CS6120 Natural Language Processing Assignment 0
Scenario
A regular expression (RE) is a sequence of characters that forms a search pattern. RE can be used for string searching and manipulation tasks, such as finding, replacing, or validating text. Regular expressions are powerful tool in many languages for handling text data. They are useful in data cleaning, parsing, and text preprocessing.
Task
This assignment has two parts to it:
-
Part A): You are given a small csv file with five short stories listed in rows. The file also contains empty columns with header labels. Use RE to extract information for the empty columns.
-
Part B) Download all 5 volumes of "A system of practical medicine" form Gutenberg Library. Then apply RE search to look for the number of times most common modern health conditions are mentioned in each text. Your objective is to create a df with five rows in it, one for each volume. The df should contain columns for various health conditions and their frequency within each volume.
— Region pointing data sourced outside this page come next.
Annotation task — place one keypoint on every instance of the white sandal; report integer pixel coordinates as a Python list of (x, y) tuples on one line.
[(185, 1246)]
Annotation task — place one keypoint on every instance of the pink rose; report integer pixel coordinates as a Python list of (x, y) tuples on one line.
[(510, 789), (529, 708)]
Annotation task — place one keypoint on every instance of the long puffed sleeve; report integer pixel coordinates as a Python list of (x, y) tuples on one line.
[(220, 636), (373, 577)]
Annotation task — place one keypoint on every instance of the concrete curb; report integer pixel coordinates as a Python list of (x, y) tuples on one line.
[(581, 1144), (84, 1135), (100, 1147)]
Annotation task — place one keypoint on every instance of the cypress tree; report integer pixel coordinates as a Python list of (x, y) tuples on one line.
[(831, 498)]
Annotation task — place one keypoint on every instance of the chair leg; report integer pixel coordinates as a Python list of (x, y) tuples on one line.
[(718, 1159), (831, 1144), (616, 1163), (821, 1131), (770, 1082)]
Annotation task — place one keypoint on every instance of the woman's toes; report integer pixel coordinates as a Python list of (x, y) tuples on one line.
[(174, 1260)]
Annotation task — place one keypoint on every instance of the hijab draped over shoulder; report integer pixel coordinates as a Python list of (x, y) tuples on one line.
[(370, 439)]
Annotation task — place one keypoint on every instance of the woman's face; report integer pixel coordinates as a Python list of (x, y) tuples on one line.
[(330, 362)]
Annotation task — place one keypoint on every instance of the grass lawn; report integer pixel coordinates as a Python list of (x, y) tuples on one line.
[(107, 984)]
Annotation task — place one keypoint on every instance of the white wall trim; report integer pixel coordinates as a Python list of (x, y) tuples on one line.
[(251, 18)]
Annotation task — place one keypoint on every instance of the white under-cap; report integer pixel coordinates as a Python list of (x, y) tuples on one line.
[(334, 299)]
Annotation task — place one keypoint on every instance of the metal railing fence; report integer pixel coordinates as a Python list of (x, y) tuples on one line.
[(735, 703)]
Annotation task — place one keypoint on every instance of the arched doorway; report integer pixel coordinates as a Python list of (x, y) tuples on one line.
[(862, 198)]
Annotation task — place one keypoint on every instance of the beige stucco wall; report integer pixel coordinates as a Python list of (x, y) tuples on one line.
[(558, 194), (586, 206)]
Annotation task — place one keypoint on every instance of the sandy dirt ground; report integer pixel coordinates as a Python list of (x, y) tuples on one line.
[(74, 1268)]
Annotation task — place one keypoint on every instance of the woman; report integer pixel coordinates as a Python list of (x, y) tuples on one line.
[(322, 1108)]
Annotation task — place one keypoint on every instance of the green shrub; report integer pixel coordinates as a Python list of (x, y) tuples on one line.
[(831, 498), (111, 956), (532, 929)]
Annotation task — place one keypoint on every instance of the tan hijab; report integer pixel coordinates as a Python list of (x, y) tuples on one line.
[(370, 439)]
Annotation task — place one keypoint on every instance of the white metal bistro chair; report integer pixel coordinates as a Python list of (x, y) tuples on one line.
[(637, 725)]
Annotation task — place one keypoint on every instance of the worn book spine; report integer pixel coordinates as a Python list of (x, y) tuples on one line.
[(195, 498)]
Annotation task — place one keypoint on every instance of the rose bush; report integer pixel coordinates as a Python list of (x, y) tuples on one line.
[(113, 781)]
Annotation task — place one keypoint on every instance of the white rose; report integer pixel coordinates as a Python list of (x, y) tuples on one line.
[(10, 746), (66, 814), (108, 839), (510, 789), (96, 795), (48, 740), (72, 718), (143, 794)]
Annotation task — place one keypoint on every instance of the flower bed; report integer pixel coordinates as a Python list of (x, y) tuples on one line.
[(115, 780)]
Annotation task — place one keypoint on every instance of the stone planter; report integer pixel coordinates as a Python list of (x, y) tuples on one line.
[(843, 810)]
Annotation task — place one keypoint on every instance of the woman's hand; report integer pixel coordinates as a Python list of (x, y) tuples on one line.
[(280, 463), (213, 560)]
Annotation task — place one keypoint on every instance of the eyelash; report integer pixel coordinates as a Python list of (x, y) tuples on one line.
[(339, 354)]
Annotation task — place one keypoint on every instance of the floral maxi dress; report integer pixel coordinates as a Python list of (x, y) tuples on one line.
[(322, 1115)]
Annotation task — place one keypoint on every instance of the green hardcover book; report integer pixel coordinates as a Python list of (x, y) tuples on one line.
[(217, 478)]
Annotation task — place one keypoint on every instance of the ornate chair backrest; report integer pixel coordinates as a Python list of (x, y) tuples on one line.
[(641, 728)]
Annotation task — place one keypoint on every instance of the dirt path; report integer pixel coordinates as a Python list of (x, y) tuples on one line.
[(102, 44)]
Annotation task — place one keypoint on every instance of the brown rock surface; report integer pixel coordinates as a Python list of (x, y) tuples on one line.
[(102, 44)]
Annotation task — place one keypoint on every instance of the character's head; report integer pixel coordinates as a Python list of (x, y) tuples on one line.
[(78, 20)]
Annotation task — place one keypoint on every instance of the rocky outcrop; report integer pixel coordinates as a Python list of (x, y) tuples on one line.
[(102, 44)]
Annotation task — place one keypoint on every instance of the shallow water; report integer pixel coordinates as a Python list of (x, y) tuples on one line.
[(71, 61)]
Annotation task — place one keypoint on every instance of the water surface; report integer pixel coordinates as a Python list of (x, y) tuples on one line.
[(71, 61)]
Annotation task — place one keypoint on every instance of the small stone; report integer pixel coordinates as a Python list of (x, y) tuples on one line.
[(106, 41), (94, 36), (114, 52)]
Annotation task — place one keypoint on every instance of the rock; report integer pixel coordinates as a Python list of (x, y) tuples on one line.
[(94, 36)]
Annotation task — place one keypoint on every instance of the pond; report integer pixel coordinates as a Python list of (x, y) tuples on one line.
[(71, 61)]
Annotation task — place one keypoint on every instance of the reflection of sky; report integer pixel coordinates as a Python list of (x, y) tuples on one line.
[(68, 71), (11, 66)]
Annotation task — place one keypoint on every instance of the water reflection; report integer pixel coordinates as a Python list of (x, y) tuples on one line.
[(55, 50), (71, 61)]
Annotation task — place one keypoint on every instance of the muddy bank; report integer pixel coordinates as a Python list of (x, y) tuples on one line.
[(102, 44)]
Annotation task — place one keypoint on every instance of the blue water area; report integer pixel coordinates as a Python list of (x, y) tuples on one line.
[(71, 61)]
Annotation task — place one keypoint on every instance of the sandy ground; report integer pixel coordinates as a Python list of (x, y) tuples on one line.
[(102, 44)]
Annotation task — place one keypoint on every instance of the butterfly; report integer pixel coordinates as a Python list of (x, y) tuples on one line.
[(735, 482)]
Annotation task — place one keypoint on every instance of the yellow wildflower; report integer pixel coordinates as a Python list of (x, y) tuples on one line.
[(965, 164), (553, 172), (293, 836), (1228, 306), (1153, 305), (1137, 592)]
Here are the most frequent health conditions:
Heart disease
Cancer
Stroke
Respiratory diseases
Alzheimer's disease
Diabetes
Influenza and Pneumonia
Kidney diseases
Septicemia
Liver disease
Hypertension
Parkinson's disease
Chronic lower respiratory disease
Accidents/injuries
Osteoporosis
Asthma
Depression
Oral health issues
HIV/AIDS
Tuberculosis
Malaria
Dengue fever
Hepatitis
Epilepsy
Multiple sclerosis
Expected Output
Please submit a fully executed Jupyter notebook clearly identifying question number and steps. Make sure to add proper commentary to your solution.